Author | : Tony Horwitz |
Publisher | : Henry Holt and Company |
Total Pages | : 468 |
Release | : 2008-04-29 |
ISBN-10 | : 9781429937733 |
ISBN-13 | : 1429937734 |
Rating | : 4/5 (33 Downloads) |
The bestselling author of Blue Latitudes takes us on a thrilling and eye-opening voyage to pre-Mayflower America On a chance visit to Plymouth Rock, Tony Horwitz realizes he's mislaid more than a century of American history, from Columbus's sail in 1492 to Jamestown's founding in 16-oh-something. Did nothing happen in between? Determined to find out, he embarks on a journey of rediscovery, following in the footsteps of the many Europeans who preceded the Pilgrims to America. An irresistible blend of history, myth, and misadventure, A Voyage Long and Strange captures the wonder and drama of first contact. Vikings, conquistadors, French voyageurs—these and many others roamed an unknown continent in quest of grapes, gold, converts, even a cure for syphilis. Though most failed, their remarkable exploits left an enduring mark on the land and people encountered by late-arriving English settlers. Tracing this legacy with his own epic trek—from Florida's Fountain of Youth to Plymouth's sacred Rock, from desert pueblos to subarctic sweat lodges—Tony Horwitz explores the revealing gap between what we enshrine and what we forget. Displaying his trademark talent for humor, narrative, and historical insight, A Voyage Long and Strange allows us to rediscover the New World for ourselves.

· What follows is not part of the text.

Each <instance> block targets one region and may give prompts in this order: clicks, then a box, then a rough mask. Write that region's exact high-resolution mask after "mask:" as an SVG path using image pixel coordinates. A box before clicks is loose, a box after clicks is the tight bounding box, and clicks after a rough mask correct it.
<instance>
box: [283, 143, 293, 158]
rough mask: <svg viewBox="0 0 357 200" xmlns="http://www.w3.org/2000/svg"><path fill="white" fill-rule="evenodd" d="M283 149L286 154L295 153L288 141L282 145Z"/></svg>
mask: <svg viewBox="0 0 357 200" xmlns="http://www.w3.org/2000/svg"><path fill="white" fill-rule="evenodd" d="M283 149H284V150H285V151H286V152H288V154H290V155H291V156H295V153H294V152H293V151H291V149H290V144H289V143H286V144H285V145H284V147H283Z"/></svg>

Author | : Hannah Tennant-Moore |
Publisher | : Hogarth |
Total Pages | : 306 |
Release | : 2016-02-09 |
ISBN-10 | : 9781101903278 |
ISBN-13 | : 1101903279 |
Rating | : 4/5 (78 Downloads) |
Nominated for the Center for Fiction First Novel Prize Nominated for the PEN/Robert W. Bingham Prize A boldly candid, raw portrait of a young woman's search for meaning and purpose in an indifferent world Purposefully aimless, self-destructive, and impulsively in and out of love, Elsie is a young woman who feels lost. She's in a tumultuous relationship, is stuck in a dead-end job, and has a relentless, sharp intelligence that’s at odds with her many bad decisions. When her initial attempts to improve her life go awry, Elsie decides that a dramatic change is the only solution. While traveling through Paris and Sri Lanka, Elsie meets people who challenge and provoke her towards the change she is seeking, but ultimately she must still come face-to-face with herself. Whole-hearted, fiercely honest and inexorably human, Wreck and Order is a stirring debut novel that, in mirroring one young woman's dizzying quest for answers, illuminates the important questions that drive us all.
Author | : R. Duncan Mathewson |
Publisher | : Dutton Adult |
Total Pages | : 200 |
Release | : 1986 |
ISBN-10 | : UTEXAS:059173023297355 |
ISBN-13 | : |
Rating | : 4/5 (55 Downloads) |
The story of the search and discovery of the treasure wreck--Nuestra Senora de Atocha.